Well Mr Walliams... back on form!

After a few disappointing reads (not just for me, but lots of young library customers), this latest from the comedian sees him back on what he appears to do best - heartfelt family stories, with lots of humour and exciting plots.

My favourites are still Boy in the Dress and Billionaire Boy, but this fits nicely up there with them. And includes a story about a very tough subject for children - the mental deterioration of dementia/Alzheimer's in older people.

This, at heart though, is a story about a boy and his Granddad. Jack's parents (very much background characters) are not as important to Jack as his Grandpa, he of the daring war stories, tales of aerial adventure and escape, dogfights and danger.

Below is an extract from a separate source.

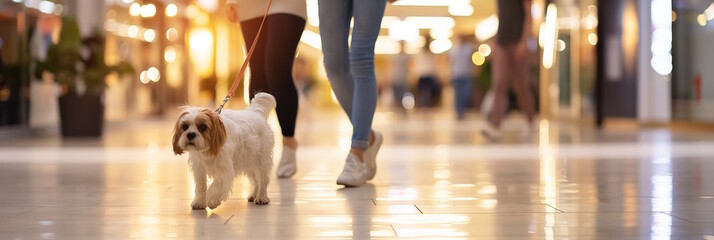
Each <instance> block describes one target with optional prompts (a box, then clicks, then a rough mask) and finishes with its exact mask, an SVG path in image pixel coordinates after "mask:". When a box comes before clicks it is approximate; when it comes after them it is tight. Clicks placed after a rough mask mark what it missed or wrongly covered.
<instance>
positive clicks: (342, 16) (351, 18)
mask: <svg viewBox="0 0 714 240" xmlns="http://www.w3.org/2000/svg"><path fill="white" fill-rule="evenodd" d="M389 1H390V2H393V0H389ZM385 7H386V0H360V1H357V0H318V8H319V11H318V12H319V20H320V38H321V40H322V53H323V55H324V64H325V71H326V72H327V78H328V79H329V81H330V85H331V86H332V90H333V91H334V93H335V96H336V97H337V101H338V102H339V103H340V106H342V109H343V110H344V111H345V113H347V116H348V117H349V119H350V122H351V123H352V144H351V149H350V152H349V154H348V155H347V159H346V160H345V167H344V170H343V171H342V173H341V174H340V176H339V177H338V178H337V184H339V185H345V186H348V187H355V186H360V185H363V184H365V183H366V181H367V180H370V179H372V178H373V177H374V176H375V174H376V171H377V166H376V156H377V151H379V147H380V146H381V144H382V135H381V134H380V133H378V132H376V131H374V130H372V119H373V118H374V112H375V109H376V107H377V78H376V75H375V72H374V45H375V42H376V41H377V36H378V35H379V30H380V26H381V23H382V17H383V16H384V9H385ZM353 18H354V26H353V27H352V42H351V44H349V43H348V39H349V36H350V21H351V20H352V19H353Z"/></svg>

We watch Jack noticing his Grandpa's increasing forgetfulness, and slightly manic episodes that lead him to Twilight Towers, a care home that is not all that it appears to be.

This is a long book for Walliams, at more than 400 pages, though it zips by. It could almost be two books, as the first half is more concerned with the misadventures that see Grandpa declining into a man who sees himself and his grandson as back in the War, and the second with the care home. I thought both worked, and didn't feel it was too long, though a newly emergent reader may struggle with the length.

Walliams has left the over-the-top humour to one side for this story, focusing more on funny happenings and characters than authorial asides and long words covering two pages.

Set in the 80s, we also get a young Raj (still the same), though the time period isn't obvious, but means Grandpa can be the right age for the war veteran he needs to be.

This is an excellent mixture of warmth, humour and pathos, with adults reading very likely to feel choked up at both the relationship between a loving Jack and his oblivious Grandpa, and the depiction of dementia Walliams conveys.

There is still enough of Walliams' zany humour (some wonderfully evil villains, some incredibly eccentric care home residents) and lots of manic adventure to keep a 7-11 year old reader happy as well.

And an ending that is both moving and appropriate. It's one that you could even discuss in classes.

I'm so glad I'm able to write a wholly positive review after a few disappointing reads by the author. I love this side to his writing, and there's a queue of readers in the library that say the same.

A winner all round. Lovely idea, very sensitively executed.